ASSOCIATION OF HYPERDIPLOIDY WITH REMISSION STATUS IN CHILDHOOD ACUTE LYMPHOBLASTIC LEUKEMIA AFTER INDUCTION THERAPY
Objective: To determine the frequency of hyperdiploidy in childhood acute lymphoblastic leukemia (ALL) and its association with remission status after induction therapy.
Study Design: Observational study.
Place and Duration of Study: Department of Haematology, Armed Forces Institute of Pathology (AFIP) and Pediatric Oncology Department Combined Military Hospital (CMH) Rawalpindi, from Apr 2017 to Apr 2018.

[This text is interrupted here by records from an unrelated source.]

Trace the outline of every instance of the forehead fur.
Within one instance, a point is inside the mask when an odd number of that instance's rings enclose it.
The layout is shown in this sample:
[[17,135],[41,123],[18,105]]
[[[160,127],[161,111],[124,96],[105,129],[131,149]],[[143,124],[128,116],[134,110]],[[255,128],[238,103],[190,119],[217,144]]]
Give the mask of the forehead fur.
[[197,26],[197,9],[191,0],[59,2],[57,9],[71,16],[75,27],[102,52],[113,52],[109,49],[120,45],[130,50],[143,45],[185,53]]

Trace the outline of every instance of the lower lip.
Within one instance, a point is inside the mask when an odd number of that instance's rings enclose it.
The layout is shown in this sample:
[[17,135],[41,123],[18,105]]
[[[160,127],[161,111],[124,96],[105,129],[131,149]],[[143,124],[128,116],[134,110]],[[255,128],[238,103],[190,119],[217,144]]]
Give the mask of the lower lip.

Patients and Methods: All diagnosed cases of ALL between 1-12 years of age were selected by convenient nonprobability sampling. All other cases of leukemias including patients of acute undifferentiated leukaemia, acute myeloid leukaemia and patients of ALL who did not yield successful cytogenetic culture or those who died during the induction therapy were excluded from the study. Diagnosis of ALL was done on the basis of morphology, cytochemistry, immunophenotyping and cytogenetics. Cytogenetic analysis was done by using conventional Giemsa banding. Karyotypes were interpreted using the International System for Human Cytogenetic Nomenclature (ISCN). On the basis of cytogenetics two groups were made one with hyperdiploidy and another without hyperdiploidy. Hyperdiploidy was defined as chromosomes >46. All patients of childhood
ALL were treated with ‘UK ALL 2011’ protocol and their remission status was assessed after 1 month of induction therapy by bone marrow examination. Remission status of 2 groups of ALL with and without hyperdiploidy were compared by using chi square test
Results: Out of total 80 patients of ALL, 62 (77.5%) yielding successful cytogenetic culture were included in the study. Mean age at diagnosis was 5.6 ± 2.9 years and male to female ratio was 2.4:1. Analytical immunocytometry revealed 58 (93.5%) as B-ALL while 4 (6.55%) were T-ALL. Hyperdiploidy was detected in 19 (30.6%) and t (9:22) (q34:31) in 1 (1.6%). In all other patients no cytogenetic abnormality was detected. Out of 62 patients, Overall complete haematological remission (CHR) was achieved in 47 (75.8%). Out of 19, patients with hyperdiploidy 18 (94.7%) achieved CHR, as compared to other group without hyperdiploidy in which 29 (67.4%) achieved CHR. The difference was statistically significant (p-value 0.021).
Conclusion: Remission rate was 94.7% in patients of childhood ALL with hyperdiploidy. Patients with hyperdiploidy achieve higher CHR rate as compared to patients without hyperdiploidy.